He adds: “I believe everyone wants to contribute to society in one way or another and be independent, and this is our way of making that possible for them.”
On the environmental sustainability front, Gundog Estate is undertaking a natural regeneration project at the family farm in Gundaroo.
“The property was previously used for sheep grazing, so we are working on re-establishing the natural flora and fauna,” explains Burton.
“The partnership we have with 15 Trees has also provided a range of environmental sustainability opportunities. We plant a tree for everyone who joins our wine club, buy 10 trees for each staff member at the end of every year, and also encourage members and customers to buy trees as they purchase our wine.

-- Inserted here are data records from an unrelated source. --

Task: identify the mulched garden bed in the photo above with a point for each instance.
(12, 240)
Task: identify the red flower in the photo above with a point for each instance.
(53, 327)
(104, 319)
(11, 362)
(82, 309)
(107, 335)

‘All of this contributes to the many rehabilitation sites 15 Trees has across the country.”
Gundog Estate is also shifting to organic management of the vineyard, and working towards becoming a carbon neutral business by the end of 2020.
When it comes to economic sustainability, Burton feels it is an issue that can easily be overlooked, when it is often imperative in driving the other two sustainability pillars.
“Sustainability is circular,’’ he says. ‘‘You can’t have one element without the other. If you don’t have the funds, resources or culture to chase environmental and social sustainability, you’re at a loss.
“Our approach to business aims to combine sustainable long-term growth with positive outcomes for the community, environment and business stakeholders alike. This is why we look to longer term horizons rather than focusing on short-term profitability.
“Keeping sustainability at the core of our business has delivered so many positive outcomes, and continues to drive our team’s creativity and productivity, ensuring we are doing what we can for generations to come.”